Perjalanan media perempuan selalu punya makna lebih dari sekadar menyampaikan kabar. Ia adalah ruang aman untuk berpikir, tempat bertumbuh, sekaligus cermin perubahan zaman.
Hal itulah yang dirasakan Ayesha Felice Nayyara Zain, Pemenang III Wajah Femina 2025, saat memandang peran Femina hari ini. “Aku look up banget, sih, ke Femina, karena menurutku Femina itu salah satu pionir majalah perempuan di Indonesia.”
Dalam sejarahnya, Femina hadir ketika perempuan masih sulit bersuara, terjepit oleh situasi sosial dan politik yang membatasi ruang ekspresi. Kini, konteksnya berbeda. Perempuan tidak lagi harus turun ke jalan untuk didengar; ekspresi memiliki spektrum yang jauh lebih luas.
“Berani berekspresi itu, kan, macam-macam. Bukan cuma soal demo, tapi lebih ke berani pursue karier, mimpi, dan jalan hidup masing-masing,” kata Ayesha.
Ketika informasi datang dari berbagai arah dengan proses yang tak selalu sama, di sinilah etika jurnalistik menjadi pembeda. “Kalau ada media yang masih mengikuti etika jurnalistik, aku pro banget. Rules are set for a reason,” ujar Ayesha.
Baginya, proses penyaringan informasi adalah kunci, terutama saat algoritma media sosial sering kali membentuk apa yang muncul di lini masa. ‘Kurasi’ pribadi untuk informasi juga membuatnya makin kritis.
Menurut Ayesha, langkah pertama untuk bersikap kritis adalah membuka pikiran. “You cannot just base your opinion based on one source.
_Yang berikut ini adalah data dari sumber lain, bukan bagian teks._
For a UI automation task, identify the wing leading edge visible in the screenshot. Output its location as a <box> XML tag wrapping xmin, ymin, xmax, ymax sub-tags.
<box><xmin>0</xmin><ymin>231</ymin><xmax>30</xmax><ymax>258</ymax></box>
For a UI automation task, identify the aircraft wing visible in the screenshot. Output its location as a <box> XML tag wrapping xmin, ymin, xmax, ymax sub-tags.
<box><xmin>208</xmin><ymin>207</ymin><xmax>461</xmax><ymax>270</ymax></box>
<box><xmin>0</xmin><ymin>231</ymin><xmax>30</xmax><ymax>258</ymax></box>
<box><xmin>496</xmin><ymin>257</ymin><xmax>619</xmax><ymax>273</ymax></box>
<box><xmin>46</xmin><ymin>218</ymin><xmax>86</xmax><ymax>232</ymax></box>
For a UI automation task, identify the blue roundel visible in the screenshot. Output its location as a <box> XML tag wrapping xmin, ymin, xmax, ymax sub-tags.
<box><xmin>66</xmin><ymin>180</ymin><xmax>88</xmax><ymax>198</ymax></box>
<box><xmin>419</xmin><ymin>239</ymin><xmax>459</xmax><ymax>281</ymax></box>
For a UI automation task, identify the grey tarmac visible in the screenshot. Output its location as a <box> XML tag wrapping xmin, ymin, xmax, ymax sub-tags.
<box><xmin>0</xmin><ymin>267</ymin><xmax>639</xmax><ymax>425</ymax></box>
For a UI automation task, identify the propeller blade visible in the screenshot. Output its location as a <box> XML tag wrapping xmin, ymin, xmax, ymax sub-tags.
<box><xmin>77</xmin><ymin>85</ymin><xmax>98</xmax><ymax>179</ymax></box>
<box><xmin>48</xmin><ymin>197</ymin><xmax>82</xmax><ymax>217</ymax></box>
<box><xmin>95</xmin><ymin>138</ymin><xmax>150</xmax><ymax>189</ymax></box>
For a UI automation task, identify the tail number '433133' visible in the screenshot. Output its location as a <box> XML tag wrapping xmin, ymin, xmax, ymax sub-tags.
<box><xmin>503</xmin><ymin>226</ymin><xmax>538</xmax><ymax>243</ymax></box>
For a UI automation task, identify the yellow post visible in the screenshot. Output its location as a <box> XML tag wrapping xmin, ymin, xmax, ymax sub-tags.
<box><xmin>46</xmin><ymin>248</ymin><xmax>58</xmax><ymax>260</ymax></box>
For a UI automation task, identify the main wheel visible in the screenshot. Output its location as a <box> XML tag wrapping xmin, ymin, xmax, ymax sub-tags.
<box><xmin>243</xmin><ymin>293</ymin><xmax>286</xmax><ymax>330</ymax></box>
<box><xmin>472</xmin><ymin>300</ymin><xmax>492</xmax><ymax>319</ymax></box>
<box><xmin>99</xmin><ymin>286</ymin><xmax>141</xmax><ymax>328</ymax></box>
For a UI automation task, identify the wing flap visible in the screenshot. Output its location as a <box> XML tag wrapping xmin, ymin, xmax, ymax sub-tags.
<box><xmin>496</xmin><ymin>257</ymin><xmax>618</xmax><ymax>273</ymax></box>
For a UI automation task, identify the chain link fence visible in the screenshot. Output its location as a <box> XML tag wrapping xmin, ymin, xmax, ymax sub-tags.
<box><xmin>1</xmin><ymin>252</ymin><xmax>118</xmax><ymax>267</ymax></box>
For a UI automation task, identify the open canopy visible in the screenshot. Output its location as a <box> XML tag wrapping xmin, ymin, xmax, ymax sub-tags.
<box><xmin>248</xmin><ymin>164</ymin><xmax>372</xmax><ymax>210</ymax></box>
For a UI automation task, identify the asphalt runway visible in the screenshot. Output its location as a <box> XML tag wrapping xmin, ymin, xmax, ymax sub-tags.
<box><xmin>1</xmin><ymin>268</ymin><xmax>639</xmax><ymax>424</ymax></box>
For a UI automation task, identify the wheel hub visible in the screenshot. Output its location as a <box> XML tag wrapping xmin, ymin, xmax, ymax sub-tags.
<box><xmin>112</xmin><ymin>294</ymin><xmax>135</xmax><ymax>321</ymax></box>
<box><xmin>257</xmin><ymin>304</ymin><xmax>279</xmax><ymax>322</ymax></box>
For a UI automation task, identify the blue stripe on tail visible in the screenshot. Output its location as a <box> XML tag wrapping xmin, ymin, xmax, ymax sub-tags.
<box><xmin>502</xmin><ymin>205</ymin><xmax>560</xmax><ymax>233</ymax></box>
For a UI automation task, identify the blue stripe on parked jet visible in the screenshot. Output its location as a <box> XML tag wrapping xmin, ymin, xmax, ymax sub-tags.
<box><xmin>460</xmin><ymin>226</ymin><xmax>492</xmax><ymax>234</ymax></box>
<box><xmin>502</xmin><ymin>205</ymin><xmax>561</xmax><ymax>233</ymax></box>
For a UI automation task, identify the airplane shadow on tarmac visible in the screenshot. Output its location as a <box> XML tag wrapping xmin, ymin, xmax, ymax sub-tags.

Itu sudah no buat aku,” katanya tegas.
Bagi Ayesha, kurasi pribadi diperlukan dalam menyaring beragam informasi. Foto: Vidi Hagiansyah
Membaca dari banyak sumber, mengamati, lalu menggunakan akal sehat menjadi proses yang tak bisa dilewati. Tantangan algoritma memang nyata, tetapi bukan alasan untuk pasrah. “Kita bisa memfilter informasi mana yang mau masuk ke otak dan mana yang cukup lewat saja,” Ayesha menambahkan.
Kesadaran ini juga ia terapkan dalam hidup sehari-hari. Membatasi konsumsi media sosial, mengambil jeda, membaca buku, hingga sekadar “touch the grass” menjadi cara menjaga kewarasan di tengah banjir informasi. Sikap ini terasa penting, terutama bagi generasi muda yang tumbuh di dunia serba cepat dan reaktif.
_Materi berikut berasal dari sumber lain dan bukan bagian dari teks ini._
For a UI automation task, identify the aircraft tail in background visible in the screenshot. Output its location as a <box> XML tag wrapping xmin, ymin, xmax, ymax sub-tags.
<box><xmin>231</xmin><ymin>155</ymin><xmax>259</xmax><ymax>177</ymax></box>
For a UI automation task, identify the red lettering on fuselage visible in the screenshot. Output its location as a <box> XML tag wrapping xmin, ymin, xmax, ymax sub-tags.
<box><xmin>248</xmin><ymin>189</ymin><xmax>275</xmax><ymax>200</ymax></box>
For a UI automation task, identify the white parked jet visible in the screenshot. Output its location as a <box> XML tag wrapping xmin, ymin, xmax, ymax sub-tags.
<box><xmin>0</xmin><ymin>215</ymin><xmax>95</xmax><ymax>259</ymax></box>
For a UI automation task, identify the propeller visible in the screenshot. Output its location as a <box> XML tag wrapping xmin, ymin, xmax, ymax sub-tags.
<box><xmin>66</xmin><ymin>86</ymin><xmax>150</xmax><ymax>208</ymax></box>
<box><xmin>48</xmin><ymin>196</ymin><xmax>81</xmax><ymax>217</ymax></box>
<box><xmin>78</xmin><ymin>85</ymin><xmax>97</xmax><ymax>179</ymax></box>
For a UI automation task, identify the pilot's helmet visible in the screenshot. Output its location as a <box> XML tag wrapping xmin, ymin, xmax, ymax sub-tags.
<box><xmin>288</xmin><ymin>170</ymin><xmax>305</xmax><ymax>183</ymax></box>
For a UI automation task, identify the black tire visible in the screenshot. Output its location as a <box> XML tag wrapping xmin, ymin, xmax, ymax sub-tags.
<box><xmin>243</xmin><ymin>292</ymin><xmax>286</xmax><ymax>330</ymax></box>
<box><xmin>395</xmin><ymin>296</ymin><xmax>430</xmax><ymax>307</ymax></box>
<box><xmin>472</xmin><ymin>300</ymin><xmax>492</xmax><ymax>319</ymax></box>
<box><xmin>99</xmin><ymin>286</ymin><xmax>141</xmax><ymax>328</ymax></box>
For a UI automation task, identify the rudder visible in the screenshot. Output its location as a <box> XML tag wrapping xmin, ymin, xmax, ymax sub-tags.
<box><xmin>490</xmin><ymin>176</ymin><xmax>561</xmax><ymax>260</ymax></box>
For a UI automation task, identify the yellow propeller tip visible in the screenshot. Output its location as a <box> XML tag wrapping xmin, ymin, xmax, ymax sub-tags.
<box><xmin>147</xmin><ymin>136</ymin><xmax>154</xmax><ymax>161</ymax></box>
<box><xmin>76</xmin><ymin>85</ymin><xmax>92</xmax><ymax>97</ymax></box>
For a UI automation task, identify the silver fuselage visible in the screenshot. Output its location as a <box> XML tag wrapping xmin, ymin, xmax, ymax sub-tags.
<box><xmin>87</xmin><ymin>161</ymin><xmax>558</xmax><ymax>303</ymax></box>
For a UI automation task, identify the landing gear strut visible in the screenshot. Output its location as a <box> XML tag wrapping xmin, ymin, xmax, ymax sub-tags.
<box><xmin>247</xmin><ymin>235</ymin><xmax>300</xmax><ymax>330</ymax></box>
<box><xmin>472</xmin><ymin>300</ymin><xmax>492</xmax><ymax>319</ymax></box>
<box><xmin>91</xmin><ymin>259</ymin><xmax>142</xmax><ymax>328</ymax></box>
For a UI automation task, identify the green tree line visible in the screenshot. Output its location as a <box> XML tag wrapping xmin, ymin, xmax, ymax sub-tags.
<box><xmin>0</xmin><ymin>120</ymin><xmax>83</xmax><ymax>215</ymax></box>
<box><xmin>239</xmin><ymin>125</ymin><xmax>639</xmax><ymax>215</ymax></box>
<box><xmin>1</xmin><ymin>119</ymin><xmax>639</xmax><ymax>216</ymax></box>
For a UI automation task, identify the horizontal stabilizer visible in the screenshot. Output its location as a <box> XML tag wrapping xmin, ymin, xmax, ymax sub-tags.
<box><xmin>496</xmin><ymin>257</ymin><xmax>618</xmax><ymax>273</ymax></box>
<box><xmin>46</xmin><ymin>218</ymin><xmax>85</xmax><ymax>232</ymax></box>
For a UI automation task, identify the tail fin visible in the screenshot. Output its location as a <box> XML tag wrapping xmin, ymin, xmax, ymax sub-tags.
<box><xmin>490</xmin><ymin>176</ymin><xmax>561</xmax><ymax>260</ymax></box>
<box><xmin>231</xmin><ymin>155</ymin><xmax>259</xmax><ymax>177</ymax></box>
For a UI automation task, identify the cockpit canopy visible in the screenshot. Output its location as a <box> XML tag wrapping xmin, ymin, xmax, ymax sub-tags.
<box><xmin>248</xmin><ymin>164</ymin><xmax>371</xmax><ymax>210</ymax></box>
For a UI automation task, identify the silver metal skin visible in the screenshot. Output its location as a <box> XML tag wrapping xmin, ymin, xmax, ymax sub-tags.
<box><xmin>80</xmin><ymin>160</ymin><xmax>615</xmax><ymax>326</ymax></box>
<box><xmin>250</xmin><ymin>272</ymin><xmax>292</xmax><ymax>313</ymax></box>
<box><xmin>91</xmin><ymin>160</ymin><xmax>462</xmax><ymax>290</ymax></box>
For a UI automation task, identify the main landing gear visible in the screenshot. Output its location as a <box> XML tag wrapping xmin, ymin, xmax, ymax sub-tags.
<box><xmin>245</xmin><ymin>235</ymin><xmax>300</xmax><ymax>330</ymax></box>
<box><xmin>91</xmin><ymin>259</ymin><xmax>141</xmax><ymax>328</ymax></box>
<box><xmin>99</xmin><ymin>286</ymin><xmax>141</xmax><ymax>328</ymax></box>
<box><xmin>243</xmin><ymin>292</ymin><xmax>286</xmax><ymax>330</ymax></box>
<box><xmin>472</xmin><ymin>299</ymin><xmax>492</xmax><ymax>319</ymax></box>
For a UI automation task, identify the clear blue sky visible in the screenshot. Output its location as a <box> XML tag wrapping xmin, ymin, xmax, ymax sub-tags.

Bagi Ayesha, kebebasan bersuara hari ini justru datang dengan tanggung jawab untuk bertindak. Ia berbagi pengalaman mendirikan organisasi yang awalnya tanpa gambaran besar, namun perlahan berkembang hingga memberi dampak nyata bagi perempuan di bidang venture capital dan kewirausahaan.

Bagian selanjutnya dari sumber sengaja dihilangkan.